—¿Qué? ¡Ah! —exclamó Merricat—. ¿Porque me ha contado una historia absurdamente fantástica, dice? No, verá… a mí me da igual que su historia sea verdad o no, mientras sea buena. El mundo de las videobitácoras funciona así… ¿Gidolet, ha dicho?
—¿Qué quiere decir con que «el mundo de las videobitácoras funciona así»? —se alarmó Godorik.
—Mañana mismo subiré su historia a la interred, por supuesto —Merricat se encogió de hombros.
—¿Está usted loco? —barbotó Godorik—. ¡Ni se le ocurra!
—¿Qué? ¿Por qué no?
—¡Porque me busca la policía! ¿Es que quiere que nos detengan a todos?
—¡Qué van a detenernos por eso! Por supuesto, no voy a airear que estuvimos todos aquí hoy… ya le he dicho que no puedo hacer eso… pero por contar la historia de su conspiración nadie puede echarnos el guante encima; al fin y al cabo, no es nada anticomputadora. Además, la policía debería pensárselo dos veces antes de intentar encerrarme sin pruebas… ya le he dicho que soy bastante famoso, y que mis actividades son públicas.
—No todas ellas —gruñó Godorik.
—Bueno, bueno: usted cierra la boca en lo que se refiere a mis asuntos, y yo prometo no publicar nada que pueda incriminarlo a usted. Es un buen trato, ¿no? Además, si todo eso de la conspiración es cierto, debería usted querer que el gran público se entere de ello, y esté sobre aviso… ¡Ah, aquí está! ¡Gidolet!

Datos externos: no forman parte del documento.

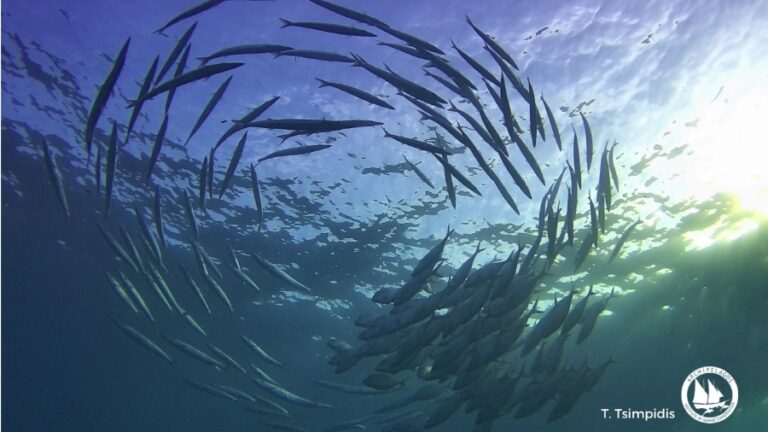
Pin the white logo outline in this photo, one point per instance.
(707, 396)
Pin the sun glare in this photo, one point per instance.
(729, 155)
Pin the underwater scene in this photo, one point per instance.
(311, 215)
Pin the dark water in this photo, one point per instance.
(346, 223)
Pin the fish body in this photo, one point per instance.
(54, 175)
(218, 290)
(194, 10)
(280, 274)
(117, 248)
(295, 151)
(328, 28)
(552, 124)
(212, 102)
(589, 143)
(144, 341)
(103, 96)
(257, 197)
(227, 359)
(316, 55)
(418, 172)
(233, 164)
(286, 395)
(245, 50)
(240, 123)
(157, 216)
(121, 292)
(136, 295)
(145, 86)
(351, 14)
(195, 352)
(187, 78)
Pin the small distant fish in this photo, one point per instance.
(233, 164)
(179, 71)
(295, 151)
(348, 389)
(121, 292)
(552, 124)
(257, 197)
(576, 158)
(111, 167)
(209, 108)
(117, 248)
(191, 215)
(226, 358)
(455, 173)
(218, 290)
(449, 187)
(284, 426)
(203, 182)
(412, 40)
(240, 123)
(195, 288)
(476, 65)
(103, 95)
(417, 144)
(311, 126)
(159, 138)
(97, 173)
(212, 390)
(588, 132)
(404, 85)
(360, 94)
(136, 295)
(315, 55)
(381, 381)
(54, 175)
(622, 240)
(328, 28)
(132, 247)
(260, 351)
(287, 395)
(195, 353)
(418, 172)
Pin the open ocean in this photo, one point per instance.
(341, 253)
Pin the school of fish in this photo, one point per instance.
(473, 338)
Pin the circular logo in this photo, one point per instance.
(709, 394)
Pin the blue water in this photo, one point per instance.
(351, 219)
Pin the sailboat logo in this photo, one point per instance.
(709, 401)
(709, 394)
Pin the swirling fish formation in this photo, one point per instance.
(474, 341)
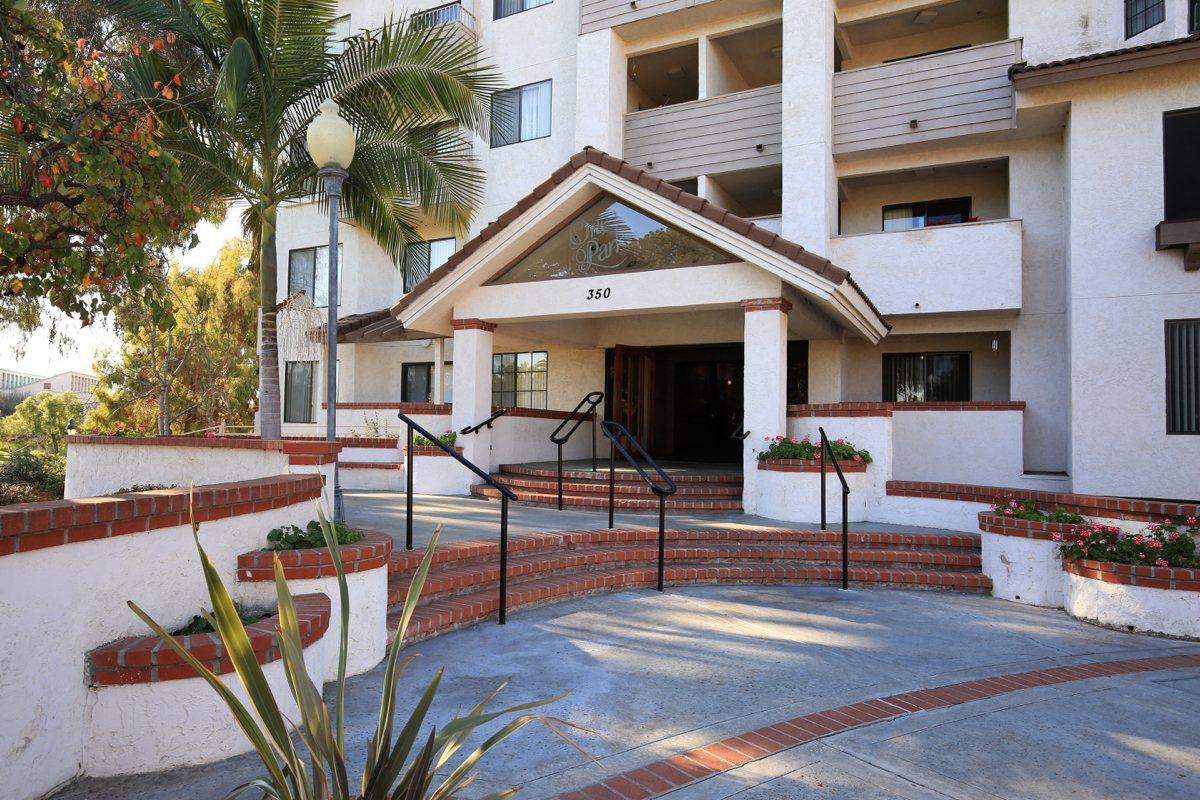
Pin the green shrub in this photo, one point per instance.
(293, 537)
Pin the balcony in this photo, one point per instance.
(946, 269)
(924, 98)
(742, 130)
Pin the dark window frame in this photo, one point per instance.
(501, 396)
(924, 359)
(1141, 12)
(497, 14)
(1181, 427)
(516, 90)
(925, 204)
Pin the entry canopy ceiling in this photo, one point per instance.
(611, 238)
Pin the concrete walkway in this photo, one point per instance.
(654, 675)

El último argumento de Merricat hizo que Godorik se replantease su postura. Era verdad: si podía sacar a la luz la historia de aquella conspiración, ya habría ganado algo, y en el caso de que ocurriese lo peor al menos alguien podría prepararse para ello. Pero el repentino anuncio del jefe de planta de que había encontrado a un Gidolet en la lista de patentes le hizo olvidarse de todo ello, y se volvió ansiosamente hacia la pantalla del ordenador.